Upon hitting the Search button, a tidal wave of preorder offers came flooding over me. I could go to GameStop if I wanted one item. Amazon was offering a different item and $10 off with next day shipping. Steam was had a completely different item as well, plus their games can be preloaded for an even easier distribution.
I briefly scanned over the items then found there was a collectors edition available as well. The offers and items for the CE were even more overwhelming than the standard edition. If I were to order from Steam I would get more items, some different than other offers. I could get more of the DLC free, and a couple other additions. The instore hard copy came with a map instead of some of the things offered in the Steam edition. Then the EA Store popped its head into my search, telling me what I would get if I purchased the game from them.

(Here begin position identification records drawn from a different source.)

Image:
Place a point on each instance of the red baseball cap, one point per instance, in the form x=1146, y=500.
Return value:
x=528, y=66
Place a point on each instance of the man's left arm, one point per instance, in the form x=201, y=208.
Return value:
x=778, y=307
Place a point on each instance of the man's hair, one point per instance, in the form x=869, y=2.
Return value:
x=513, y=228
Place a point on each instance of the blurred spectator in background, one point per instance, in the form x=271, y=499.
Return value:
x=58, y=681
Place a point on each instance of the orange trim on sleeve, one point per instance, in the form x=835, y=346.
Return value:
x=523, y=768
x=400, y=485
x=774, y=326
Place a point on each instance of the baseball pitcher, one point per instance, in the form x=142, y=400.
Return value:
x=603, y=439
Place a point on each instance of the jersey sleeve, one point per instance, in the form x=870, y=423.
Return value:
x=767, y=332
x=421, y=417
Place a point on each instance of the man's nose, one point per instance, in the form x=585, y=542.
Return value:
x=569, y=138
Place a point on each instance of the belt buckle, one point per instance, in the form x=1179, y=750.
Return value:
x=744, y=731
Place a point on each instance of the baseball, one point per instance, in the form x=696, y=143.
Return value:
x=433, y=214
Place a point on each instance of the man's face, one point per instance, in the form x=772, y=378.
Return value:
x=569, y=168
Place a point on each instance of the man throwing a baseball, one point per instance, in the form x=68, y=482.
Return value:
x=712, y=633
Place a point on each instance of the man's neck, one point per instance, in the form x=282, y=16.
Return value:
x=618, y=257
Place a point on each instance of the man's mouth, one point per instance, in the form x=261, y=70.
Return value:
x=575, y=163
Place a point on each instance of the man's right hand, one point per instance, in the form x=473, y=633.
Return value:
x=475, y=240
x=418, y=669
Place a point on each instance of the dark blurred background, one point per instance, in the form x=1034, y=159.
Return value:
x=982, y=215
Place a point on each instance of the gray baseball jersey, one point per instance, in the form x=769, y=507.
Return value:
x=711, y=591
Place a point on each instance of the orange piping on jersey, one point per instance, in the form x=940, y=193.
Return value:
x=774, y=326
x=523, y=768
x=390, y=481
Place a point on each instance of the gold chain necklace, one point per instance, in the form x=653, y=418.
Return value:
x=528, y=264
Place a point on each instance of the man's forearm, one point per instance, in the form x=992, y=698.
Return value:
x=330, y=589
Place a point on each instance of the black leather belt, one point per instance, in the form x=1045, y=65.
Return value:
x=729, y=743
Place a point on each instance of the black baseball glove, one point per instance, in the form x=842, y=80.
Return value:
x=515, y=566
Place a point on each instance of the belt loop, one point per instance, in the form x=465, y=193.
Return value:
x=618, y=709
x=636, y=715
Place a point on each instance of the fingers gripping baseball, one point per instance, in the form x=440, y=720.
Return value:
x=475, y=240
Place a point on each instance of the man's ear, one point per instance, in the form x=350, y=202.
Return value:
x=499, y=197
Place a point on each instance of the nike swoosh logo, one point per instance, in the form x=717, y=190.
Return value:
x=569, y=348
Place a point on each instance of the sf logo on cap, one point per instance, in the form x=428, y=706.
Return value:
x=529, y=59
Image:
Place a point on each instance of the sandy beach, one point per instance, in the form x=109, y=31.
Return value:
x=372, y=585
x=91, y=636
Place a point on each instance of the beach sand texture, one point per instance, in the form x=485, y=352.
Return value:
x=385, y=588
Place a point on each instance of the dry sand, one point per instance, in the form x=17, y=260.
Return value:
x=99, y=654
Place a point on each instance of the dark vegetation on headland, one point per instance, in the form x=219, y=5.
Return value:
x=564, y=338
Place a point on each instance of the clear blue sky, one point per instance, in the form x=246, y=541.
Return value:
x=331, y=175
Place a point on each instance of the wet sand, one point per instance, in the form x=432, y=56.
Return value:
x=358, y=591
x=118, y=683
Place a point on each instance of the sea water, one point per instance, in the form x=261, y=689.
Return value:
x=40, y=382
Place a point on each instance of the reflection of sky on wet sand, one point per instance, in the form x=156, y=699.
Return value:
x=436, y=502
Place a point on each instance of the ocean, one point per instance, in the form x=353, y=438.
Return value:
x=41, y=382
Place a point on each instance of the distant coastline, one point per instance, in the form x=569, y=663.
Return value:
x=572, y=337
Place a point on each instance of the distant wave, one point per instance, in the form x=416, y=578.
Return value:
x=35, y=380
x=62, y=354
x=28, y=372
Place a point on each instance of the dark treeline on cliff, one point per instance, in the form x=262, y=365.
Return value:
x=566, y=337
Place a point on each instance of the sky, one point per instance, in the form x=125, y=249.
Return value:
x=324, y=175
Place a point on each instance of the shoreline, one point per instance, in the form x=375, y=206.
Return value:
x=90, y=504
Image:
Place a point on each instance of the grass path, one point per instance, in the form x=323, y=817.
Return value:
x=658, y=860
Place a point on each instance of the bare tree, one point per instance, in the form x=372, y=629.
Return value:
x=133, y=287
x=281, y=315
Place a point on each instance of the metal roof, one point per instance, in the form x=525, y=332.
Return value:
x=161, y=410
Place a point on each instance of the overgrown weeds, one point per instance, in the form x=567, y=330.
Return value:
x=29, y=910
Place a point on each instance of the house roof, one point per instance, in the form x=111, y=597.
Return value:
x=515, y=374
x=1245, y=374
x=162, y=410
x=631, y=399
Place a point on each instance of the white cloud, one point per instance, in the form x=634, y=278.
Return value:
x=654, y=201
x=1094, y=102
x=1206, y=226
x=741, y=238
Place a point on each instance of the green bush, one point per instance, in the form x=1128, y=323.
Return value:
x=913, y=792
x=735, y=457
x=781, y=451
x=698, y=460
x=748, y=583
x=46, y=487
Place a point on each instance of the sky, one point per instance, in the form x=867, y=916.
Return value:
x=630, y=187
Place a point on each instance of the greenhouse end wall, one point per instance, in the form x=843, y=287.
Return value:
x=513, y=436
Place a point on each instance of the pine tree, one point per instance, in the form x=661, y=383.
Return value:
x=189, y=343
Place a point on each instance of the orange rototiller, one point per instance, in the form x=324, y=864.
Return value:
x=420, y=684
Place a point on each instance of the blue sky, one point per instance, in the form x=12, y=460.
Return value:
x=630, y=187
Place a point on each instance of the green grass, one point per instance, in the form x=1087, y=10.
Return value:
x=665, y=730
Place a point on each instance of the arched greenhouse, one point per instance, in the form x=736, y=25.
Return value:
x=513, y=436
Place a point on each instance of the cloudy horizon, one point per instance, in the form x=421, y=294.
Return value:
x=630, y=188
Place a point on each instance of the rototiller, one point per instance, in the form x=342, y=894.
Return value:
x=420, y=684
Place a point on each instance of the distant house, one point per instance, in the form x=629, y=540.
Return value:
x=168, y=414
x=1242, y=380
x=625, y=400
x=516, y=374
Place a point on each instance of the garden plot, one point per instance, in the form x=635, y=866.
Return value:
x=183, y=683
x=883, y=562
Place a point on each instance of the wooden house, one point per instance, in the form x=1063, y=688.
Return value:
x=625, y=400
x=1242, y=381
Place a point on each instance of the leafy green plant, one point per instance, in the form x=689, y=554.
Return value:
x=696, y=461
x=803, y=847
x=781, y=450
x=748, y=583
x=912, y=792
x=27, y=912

So at this point I could go to GameStop, Steam, EA Store, or Amazon for a variety of offers and within those outlets I had a choice from cloth maps to rings to cloth wolf boots. Not to mention the choice to have a hard or digital copy of the game or an art book. And then there was the concern if I purchase DA:O on PC then buy Mass Effect 2 on XBox, does the armor cross between platforms? Oh and not forgetting the toolset, only on the PC version.
At this point I had to call a mental time out and step back. Now as an avid gamer and consumer I was able to make a choice pretty quickly and easily but thinking of an average Joe gamer or possibly a non-gamer parent wanting to buy the game as a gift this could all become extremely confusing.
Where did this pre-order proliferation come from? Was this planned by the publisher to offer choices to their consumers? or did each of the retail outlets demand their own form of unique giveaway? Could this also be an attempt to keep brick and mortar stores alive with promises of different items than the digital distributors?
Now Dragon Age is, by far, not the first game to have uniqe offers with many stores but it definitely seems to be one of the first to nearly flood the market with a nearly over abundance of unique items and offers.
I'm not sure if the overflow was a good thing for the market or not, or even if the amount or variation of offers really influenced consumer's decisions. But I hope that in the future retailers and publishers can streamline the offers for a more consumer friendly experience.